Challenges & Considerations
- Harsh Environmental Conditions — Construction sites are among the most challenging imaging environments: dust, mud, direct sunlight, rain, fog, and rapidly changing lighting degrade image quality and reduce the reliability of CV models trained primarily on clean indoor datasets. Robust deployment requires hardware and models specifically tuned for outdoor site conditions.
- Worker Privacy and Union Relations — Continuous video surveillance of workers raises significant privacy concerns and has met resistance from labor unions in several markets. Implementations must navigate legal frameworks around workplace monitoring, often requiring explicit consent, data minimization practices, and transparent policies about how footage is retained and used.
- Integration with Existing Workflows — Most construction projects run on a fragmented stack of scheduling tools, BIM software, accounting systems, and subcontractor-specific platforms. Delivering CV insights in ways that project teams actually use — rather than in yet another dashboard — requires deep integration work that adds cost and complexity to deployments.
- Model Generalization Across Project Types — A CV model trained on high-rise concrete construction may perform poorly on a highway interchange or a hospital interior fit-out. The diversity of construction work means that vendors must either build large, generalizable models or invest heavily in domain-specific fine-tuning for each project type.

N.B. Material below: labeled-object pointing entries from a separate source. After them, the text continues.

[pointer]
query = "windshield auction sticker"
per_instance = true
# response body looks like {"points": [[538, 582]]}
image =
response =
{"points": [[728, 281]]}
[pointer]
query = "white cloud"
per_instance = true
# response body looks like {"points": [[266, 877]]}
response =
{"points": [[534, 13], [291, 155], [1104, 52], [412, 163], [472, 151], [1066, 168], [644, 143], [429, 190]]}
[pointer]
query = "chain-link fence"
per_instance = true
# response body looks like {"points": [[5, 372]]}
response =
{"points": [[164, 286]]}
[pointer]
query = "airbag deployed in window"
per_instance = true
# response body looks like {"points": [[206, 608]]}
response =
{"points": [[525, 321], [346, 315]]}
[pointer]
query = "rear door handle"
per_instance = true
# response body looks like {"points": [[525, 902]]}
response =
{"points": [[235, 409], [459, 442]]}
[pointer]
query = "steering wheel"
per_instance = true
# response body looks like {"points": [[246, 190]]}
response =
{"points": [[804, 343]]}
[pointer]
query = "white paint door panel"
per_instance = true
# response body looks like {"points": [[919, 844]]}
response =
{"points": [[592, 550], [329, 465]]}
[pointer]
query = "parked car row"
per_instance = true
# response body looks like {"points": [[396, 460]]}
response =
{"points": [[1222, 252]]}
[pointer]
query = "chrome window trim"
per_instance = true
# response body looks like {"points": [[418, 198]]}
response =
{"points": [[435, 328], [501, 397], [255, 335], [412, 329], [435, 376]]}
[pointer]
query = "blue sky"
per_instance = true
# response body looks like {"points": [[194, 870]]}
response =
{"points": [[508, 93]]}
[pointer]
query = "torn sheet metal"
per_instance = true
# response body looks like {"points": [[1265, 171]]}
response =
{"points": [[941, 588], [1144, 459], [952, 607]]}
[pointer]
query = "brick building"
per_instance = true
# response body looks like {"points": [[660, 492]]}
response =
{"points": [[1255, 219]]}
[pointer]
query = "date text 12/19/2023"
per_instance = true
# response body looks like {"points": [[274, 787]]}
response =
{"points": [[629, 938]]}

- Connectivity and Data Volume — Processing high-resolution video from dozens of site cameras generates enormous data volumes. Many construction sites — particularly in infrastructure and remote locations — have limited or intermittent internet connectivity, making real-time cloud processing impractical and requiring edge computing solutions that add hardware cost.
- Demonstrating ROI to Risk-Averse Buyers — Construction firms operate on thin margins and are historically conservative technology adopters. Quantifying the return on investment from reduced injury rates, avoided rework, and schedule improvements requires robust baseline data that many organizations do not systematically collect, making the business case difficult to prove in advance.